I wrote an overview of sandboxing techniques in Linux recently. I think your easiest approach would be to use Linux containers (lxc) if you dont mind about forking and so on, which don't really matter in this environment. You can give the process a read only root file system, an isolated loopback network connection, and you can still kill it easily and set memory limits etc.

Seccomp is going to be a bit difficult, as the code cannot even allocate memory.

Selinux is the other option, but I think it might be more work than a container.


Firejail is one of the most comprehensive tools to do that - it support seccomp, filesystem containers, capabilities and more:

https://firejail.wordpress.com/features-3/


You can use Qemu to test assignments quickly. This procedure below takes less than 5 seconds on my 5 year old laptop.

Let's assume the student has to develop a program that takes unsigned ints, each on their own line, until a line with "-1" arrives. The program should then average all the ints and output "Average: %f". Here's how you could test program completely isolated:

  1. First, get root.bin from Jslinux, we'll use that as the userland (it has the tcc C-compiler):

    wget https://github.com/levskaya/jslinux-deobfuscated/raw/master/root.bin

  2. We want to put the student's submission in root.bin, so set up the loop device:

    sudo losetup /dev/loop0 root.bin

    (you could use fuseext2 for this too, but it's not very stable. If it stabilizes, you won't need root for any of this)
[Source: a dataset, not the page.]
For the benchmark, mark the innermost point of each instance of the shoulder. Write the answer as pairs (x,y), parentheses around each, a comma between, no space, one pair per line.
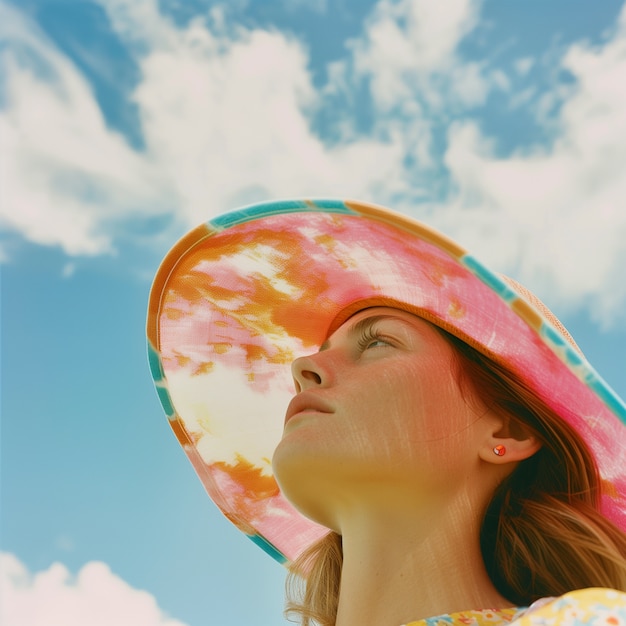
(593,607)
  3. Make an empty directory:

    mkdir mountpoint

  4. Mount root.bin:

    sudo mount /dev/loop0 mountpoint

  5. Enter the mounted filesystem:

    cd mountpoint.

  6. Fix rights:

    sudo chown -R `whoami` .

  7. mkdir -p etc/init.d
  8. vi etc/init.d:

    #!/bin/sh
    cd /root
    echo READY 2>&1 > /dev/ttyS0
    tcc assignment.c 2>&1 > /dev/ttyS0
    ./a.out 2>&1 > /dev/ttyS0
    
  9. chmod +x etc/init.d/rcS

  10. Copy the submission to the VM:

    cp ~/student_assignment.c root/assignment.c

  11. Exit the VM's root FS:

    cd ..

  12. sudo umount mountpoint
  13. Now the image is ready, we just need to run it. It will compile and run the submission after booting.
  14. mkfifo /tmp/guest_output
  15. Open a seperate terminal and start listening for guest output:

    dd if=/tmp/guest_output bs=1

  16. In another terminal:

    qemu-system-i386 -kernel vmlinuz-3.5.0-27-generic -initrd root.bin -monitor stdio -nographic -serial pipe:/tmp/guestoutput (I just used the Ubuntu kernel here, but many kernels will work)

  17. When the guest output shows "READY", you can send keys to the VM from the qemu prompt. For example, to test this assignment, you could do

    (qemu) sendkey 1
    (qemu) sendkey 4
    (qemu) sendkey ret
    (qemu) sendkey 1
    (qemu) sendkey 0
    (qemu) sendkey ret
    (qemu) sendkey minus
    (qemu) sendkey 1
    (qemu) sendkey ret
    
  18. Now Average = 12.000000 should appear on the guest output pipe. If it doesn't, the student failed.

  19. Quit qemu: quit

A program passing the test is here: https://stackoverflow.com/a/14424295/309483. Just use tcclib.h instead of stdio.h.


Try User-mode Linux. It has about 1% performance overhead for CPU-intensive jobs, but it may be 6 times slower for I/O-intensive jobs.


Running it inside a virtual machine should offer you all the security and restrictions you want.

QEMU would be a good fit for that and all the work (downloading the application, updating the disk image, starting QEMU, running the application inside it, and saving the output for later retrieval) could be scripted for automated tests runs.